Closed nemo83 closed 1 year ago
ALTZ pool - same issue. Additional data: the metric cardano_node_metrics_connectedPeers_int reflect the lost of connection but netstat or gLiveview show simetric outcoming and incoming connections including the 1.35.1 relay. The BP node log shows different message for 1.34.1 relay and 1.35.1 one: {"host":"ip-xxx-x","pid":"16xxx","loc":null,"at":"2022-07-22T17:34:00.81Z","ns":["cardano.node.BlockFetchDecision"],"sev":"Info","env":"1.34.1:a357c","data":{"kind":"PeersFetch","peers":[{"peer":{"remote":{ "port":"xxxx","addr":"<relay 1.35.1 node IP>"},"local":{"port":"xxxxx","addr":"<BP 1.34.1 node IP>"}},"kind":"FetchDecision declined","declined":"FetchDeclineChainNotPlausible"},{"peer":{"remote":{"port":"xxxx","addr":"<relay 1.34.1 node IP"},"local":{"port":"xxxxx","addr":"<BP 1.34.1 node IP"}},"kind":"FetchDecision results","length":"1"}]},"msg":"","thread":"xxx","app":[]} I don't know if it is related to this issue.
same issue here
I have all these issues fixed finally. But yes I have seen them...
What i had to do is make sure every relay and BP is under a separate public IP, and also had to play around with NAT settings.
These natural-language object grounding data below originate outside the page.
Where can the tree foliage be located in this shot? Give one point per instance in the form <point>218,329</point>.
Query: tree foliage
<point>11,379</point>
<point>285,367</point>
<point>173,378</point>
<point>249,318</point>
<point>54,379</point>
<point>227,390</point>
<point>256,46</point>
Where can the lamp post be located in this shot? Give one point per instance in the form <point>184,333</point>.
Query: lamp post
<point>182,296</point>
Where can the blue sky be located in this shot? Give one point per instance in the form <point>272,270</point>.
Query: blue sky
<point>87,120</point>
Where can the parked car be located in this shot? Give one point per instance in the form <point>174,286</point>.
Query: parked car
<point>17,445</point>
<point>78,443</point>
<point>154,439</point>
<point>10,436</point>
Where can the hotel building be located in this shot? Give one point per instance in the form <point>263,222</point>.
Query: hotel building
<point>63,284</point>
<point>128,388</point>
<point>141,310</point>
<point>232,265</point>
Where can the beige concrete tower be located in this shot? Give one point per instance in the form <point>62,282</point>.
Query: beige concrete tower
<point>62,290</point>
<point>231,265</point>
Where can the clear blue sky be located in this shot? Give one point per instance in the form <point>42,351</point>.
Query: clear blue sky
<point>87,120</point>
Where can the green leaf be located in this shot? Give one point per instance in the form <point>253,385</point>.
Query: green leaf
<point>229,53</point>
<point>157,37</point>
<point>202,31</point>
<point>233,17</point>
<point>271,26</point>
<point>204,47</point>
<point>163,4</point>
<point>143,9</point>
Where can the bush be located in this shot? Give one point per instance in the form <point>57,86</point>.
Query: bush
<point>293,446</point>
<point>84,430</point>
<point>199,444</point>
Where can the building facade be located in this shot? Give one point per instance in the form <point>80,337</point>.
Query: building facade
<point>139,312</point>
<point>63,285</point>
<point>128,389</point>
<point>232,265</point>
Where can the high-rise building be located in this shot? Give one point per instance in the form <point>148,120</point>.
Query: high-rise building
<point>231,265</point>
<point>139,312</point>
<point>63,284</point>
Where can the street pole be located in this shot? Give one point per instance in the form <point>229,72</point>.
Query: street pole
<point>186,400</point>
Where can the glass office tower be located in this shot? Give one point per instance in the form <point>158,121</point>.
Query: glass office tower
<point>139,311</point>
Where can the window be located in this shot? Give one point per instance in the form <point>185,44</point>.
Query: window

I also enabled firewall rules between my relays, so my own relays never connect to each other.
Oh, sorry... this was between 1.34.1 and 1.35.1 ... I had this happening between 1.35.1 relays...
Anyway, it has been recommended to have interconnected the own relays. I don't understand how we have to avoid to connect our 1.35.x relays to each other.
Anyway, it has been recommended to have interconnected the own relays. I don't understand how we have to avoid to connect our 1.35.x relays to each other.
Well, in my test I had choice, have interconnected relays, or have relays missing from the block producer, so i decided my block producer is more important ;-)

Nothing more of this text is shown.